Success! We have all invoices that feature solely the album at hand! Now we just need to count them, and them compare that to the total number of songs purchased.

In [33]:
%%sql
WITH
large_album_tracks AS
    (
    SELECT *
    FROM album_tracks
    WHERE track_count > 3
    ),
album_invoice AS
    (
    SELECT lat.album_id, it.*
    FROM invoice_tracks it
    INNER JOIN large_album_tracks lat ON lat.tracks_featured = it.tracks_purchased
    )
SELECT COUNT(album_id)
FROM album_invoice;

 * sqlite:///chinook.db
Done.


COUNT(album_id)
110


Great! We know there are 110 invoices that are an album.

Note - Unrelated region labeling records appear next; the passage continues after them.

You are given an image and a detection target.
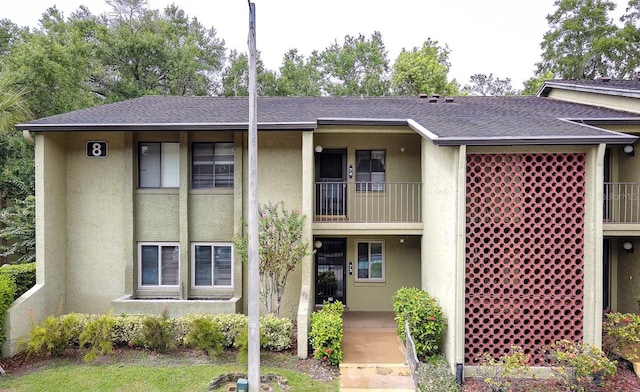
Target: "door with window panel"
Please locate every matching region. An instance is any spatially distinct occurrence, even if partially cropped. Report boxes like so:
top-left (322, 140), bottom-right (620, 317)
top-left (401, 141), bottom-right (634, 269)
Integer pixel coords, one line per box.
top-left (316, 148), bottom-right (347, 217)
top-left (315, 238), bottom-right (347, 305)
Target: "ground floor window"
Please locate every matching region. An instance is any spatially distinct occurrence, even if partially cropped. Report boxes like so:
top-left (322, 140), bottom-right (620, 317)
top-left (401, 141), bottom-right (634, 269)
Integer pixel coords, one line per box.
top-left (191, 243), bottom-right (233, 287)
top-left (356, 241), bottom-right (384, 282)
top-left (138, 243), bottom-right (180, 287)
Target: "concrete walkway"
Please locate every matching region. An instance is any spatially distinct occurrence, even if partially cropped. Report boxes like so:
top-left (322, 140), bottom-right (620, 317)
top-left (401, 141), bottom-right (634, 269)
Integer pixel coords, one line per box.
top-left (340, 311), bottom-right (414, 392)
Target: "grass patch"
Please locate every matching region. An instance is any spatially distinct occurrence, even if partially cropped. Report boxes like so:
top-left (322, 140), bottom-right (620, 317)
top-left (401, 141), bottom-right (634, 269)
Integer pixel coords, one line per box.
top-left (0, 350), bottom-right (340, 392)
top-left (0, 365), bottom-right (339, 392)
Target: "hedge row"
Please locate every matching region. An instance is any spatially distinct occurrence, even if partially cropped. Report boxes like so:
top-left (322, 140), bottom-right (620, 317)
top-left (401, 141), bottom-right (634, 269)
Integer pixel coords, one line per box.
top-left (22, 313), bottom-right (293, 359)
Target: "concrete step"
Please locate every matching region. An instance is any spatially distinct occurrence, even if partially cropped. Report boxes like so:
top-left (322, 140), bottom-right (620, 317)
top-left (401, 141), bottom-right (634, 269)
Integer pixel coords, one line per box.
top-left (340, 363), bottom-right (411, 376)
top-left (340, 375), bottom-right (414, 392)
top-left (340, 363), bottom-right (414, 392)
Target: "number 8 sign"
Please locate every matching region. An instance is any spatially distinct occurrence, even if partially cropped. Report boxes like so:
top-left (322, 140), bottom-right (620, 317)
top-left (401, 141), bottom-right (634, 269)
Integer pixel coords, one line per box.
top-left (87, 140), bottom-right (108, 158)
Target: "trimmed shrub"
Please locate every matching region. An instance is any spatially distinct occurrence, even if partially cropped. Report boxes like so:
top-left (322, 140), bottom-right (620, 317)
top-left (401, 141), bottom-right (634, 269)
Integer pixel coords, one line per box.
top-left (184, 316), bottom-right (224, 357)
top-left (602, 312), bottom-right (640, 361)
top-left (417, 357), bottom-right (460, 392)
top-left (213, 313), bottom-right (249, 348)
top-left (26, 314), bottom-right (80, 357)
top-left (0, 263), bottom-right (36, 301)
top-left (260, 314), bottom-right (293, 351)
top-left (79, 314), bottom-right (116, 361)
top-left (141, 309), bottom-right (175, 353)
top-left (0, 275), bottom-right (16, 344)
top-left (393, 287), bottom-right (447, 361)
top-left (309, 301), bottom-right (344, 366)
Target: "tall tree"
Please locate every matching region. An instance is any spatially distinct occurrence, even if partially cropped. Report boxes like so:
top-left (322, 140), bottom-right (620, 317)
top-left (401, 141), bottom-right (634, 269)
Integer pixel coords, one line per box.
top-left (0, 77), bottom-right (35, 264)
top-left (391, 38), bottom-right (460, 96)
top-left (611, 0), bottom-right (640, 79)
top-left (312, 31), bottom-right (389, 96)
top-left (276, 49), bottom-right (322, 96)
top-left (536, 0), bottom-right (617, 79)
top-left (102, 0), bottom-right (225, 101)
top-left (464, 74), bottom-right (516, 96)
top-left (2, 7), bottom-right (101, 117)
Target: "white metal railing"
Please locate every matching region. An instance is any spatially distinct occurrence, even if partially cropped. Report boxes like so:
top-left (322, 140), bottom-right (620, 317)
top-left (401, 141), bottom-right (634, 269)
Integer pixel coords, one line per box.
top-left (603, 182), bottom-right (640, 223)
top-left (315, 182), bottom-right (422, 222)
top-left (404, 319), bottom-right (418, 391)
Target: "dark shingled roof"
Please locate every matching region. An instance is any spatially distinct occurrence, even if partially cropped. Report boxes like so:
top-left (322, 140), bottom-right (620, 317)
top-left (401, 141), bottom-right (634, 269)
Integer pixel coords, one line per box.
top-left (16, 96), bottom-right (640, 145)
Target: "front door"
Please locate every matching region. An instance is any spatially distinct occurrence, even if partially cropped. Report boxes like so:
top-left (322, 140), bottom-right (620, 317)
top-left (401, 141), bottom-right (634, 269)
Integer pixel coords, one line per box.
top-left (316, 148), bottom-right (347, 217)
top-left (315, 238), bottom-right (347, 305)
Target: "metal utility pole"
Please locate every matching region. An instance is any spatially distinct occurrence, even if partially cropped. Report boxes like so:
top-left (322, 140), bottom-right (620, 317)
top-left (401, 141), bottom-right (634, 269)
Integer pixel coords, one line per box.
top-left (247, 0), bottom-right (260, 392)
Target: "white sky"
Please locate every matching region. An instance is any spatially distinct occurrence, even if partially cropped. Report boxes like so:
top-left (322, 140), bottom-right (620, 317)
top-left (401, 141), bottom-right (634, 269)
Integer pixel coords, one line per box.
top-left (0, 0), bottom-right (626, 89)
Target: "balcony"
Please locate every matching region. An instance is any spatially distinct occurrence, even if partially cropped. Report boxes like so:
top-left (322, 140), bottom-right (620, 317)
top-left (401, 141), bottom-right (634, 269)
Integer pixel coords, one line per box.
top-left (604, 182), bottom-right (640, 224)
top-left (314, 182), bottom-right (422, 223)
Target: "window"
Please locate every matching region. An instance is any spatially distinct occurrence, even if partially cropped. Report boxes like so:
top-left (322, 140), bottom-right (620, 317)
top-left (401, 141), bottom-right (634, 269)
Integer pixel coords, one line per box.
top-left (356, 150), bottom-right (386, 191)
top-left (356, 241), bottom-right (384, 281)
top-left (191, 143), bottom-right (234, 189)
top-left (192, 243), bottom-right (233, 287)
top-left (138, 243), bottom-right (180, 287)
top-left (138, 143), bottom-right (180, 188)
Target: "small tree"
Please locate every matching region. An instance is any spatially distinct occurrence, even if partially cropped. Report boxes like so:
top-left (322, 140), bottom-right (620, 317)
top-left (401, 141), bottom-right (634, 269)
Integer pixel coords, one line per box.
top-left (233, 202), bottom-right (312, 317)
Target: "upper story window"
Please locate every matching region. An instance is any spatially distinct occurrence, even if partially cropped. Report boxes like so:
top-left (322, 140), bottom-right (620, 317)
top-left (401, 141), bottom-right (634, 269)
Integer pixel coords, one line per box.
top-left (356, 241), bottom-right (384, 282)
top-left (138, 243), bottom-right (180, 287)
top-left (138, 142), bottom-right (180, 188)
top-left (191, 243), bottom-right (233, 287)
top-left (356, 150), bottom-right (386, 191)
top-left (191, 143), bottom-right (234, 189)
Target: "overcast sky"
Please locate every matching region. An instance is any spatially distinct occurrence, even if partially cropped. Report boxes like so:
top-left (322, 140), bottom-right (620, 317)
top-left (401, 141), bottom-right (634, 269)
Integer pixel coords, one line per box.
top-left (0, 0), bottom-right (626, 89)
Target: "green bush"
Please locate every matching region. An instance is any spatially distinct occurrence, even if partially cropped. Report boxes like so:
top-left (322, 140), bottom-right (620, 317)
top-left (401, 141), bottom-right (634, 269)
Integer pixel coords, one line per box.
top-left (476, 346), bottom-right (533, 392)
top-left (213, 313), bottom-right (249, 348)
top-left (549, 339), bottom-right (617, 390)
top-left (0, 275), bottom-right (16, 344)
top-left (111, 314), bottom-right (147, 347)
top-left (26, 314), bottom-right (80, 357)
top-left (417, 357), bottom-right (460, 392)
top-left (184, 316), bottom-right (224, 357)
top-left (0, 262), bottom-right (36, 300)
top-left (79, 314), bottom-right (116, 361)
top-left (393, 287), bottom-right (447, 360)
top-left (309, 301), bottom-right (344, 366)
top-left (602, 313), bottom-right (640, 361)
top-left (260, 314), bottom-right (293, 351)
top-left (141, 309), bottom-right (175, 353)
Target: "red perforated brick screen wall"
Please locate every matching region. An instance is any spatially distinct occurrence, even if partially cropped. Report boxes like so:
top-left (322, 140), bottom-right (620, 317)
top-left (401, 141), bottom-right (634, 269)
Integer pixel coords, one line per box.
top-left (465, 154), bottom-right (585, 365)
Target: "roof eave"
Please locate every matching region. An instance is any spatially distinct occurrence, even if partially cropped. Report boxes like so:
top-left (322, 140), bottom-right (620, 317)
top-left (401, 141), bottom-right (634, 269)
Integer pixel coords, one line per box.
top-left (15, 122), bottom-right (318, 132)
top-left (536, 81), bottom-right (640, 98)
top-left (434, 136), bottom-right (638, 146)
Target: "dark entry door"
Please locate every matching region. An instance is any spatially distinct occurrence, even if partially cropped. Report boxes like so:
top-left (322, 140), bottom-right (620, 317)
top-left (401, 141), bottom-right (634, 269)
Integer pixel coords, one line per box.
top-left (316, 148), bottom-right (347, 216)
top-left (315, 238), bottom-right (347, 305)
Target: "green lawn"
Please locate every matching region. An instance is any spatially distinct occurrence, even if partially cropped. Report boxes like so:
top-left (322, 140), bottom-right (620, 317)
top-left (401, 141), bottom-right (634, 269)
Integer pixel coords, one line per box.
top-left (0, 353), bottom-right (340, 392)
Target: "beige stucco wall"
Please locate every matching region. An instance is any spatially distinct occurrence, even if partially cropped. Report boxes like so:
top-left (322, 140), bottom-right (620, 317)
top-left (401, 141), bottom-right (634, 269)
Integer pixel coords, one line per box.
top-left (2, 134), bottom-right (67, 356)
top-left (421, 139), bottom-right (464, 366)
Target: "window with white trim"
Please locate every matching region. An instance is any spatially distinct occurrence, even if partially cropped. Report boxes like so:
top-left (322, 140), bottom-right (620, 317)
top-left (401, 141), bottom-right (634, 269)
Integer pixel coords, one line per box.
top-left (191, 242), bottom-right (233, 288)
top-left (356, 150), bottom-right (386, 192)
top-left (138, 142), bottom-right (180, 188)
top-left (356, 241), bottom-right (384, 282)
top-left (138, 243), bottom-right (180, 287)
top-left (191, 142), bottom-right (234, 189)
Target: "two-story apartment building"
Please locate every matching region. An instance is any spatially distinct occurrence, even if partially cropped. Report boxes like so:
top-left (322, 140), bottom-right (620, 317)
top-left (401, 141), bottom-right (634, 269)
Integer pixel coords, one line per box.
top-left (4, 85), bottom-right (640, 376)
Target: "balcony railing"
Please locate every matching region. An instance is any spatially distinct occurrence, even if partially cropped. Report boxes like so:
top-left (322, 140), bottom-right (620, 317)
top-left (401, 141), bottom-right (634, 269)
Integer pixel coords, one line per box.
top-left (315, 182), bottom-right (422, 222)
top-left (604, 182), bottom-right (640, 223)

Now we just need to know the total amount of invoices to find the percentage.

In [36]:
%%sql
SELECT COUNT(DISTINCT invoice_id)
FROM invoice_line;

 * sqlite:///chinook.db
Done.


COUNT(DISTINCT invoice_id)
614


There are 614 total invoices. That means that if 110 were album purchases, 514 were not. Seems like albums make up a small percentage of the total purchases.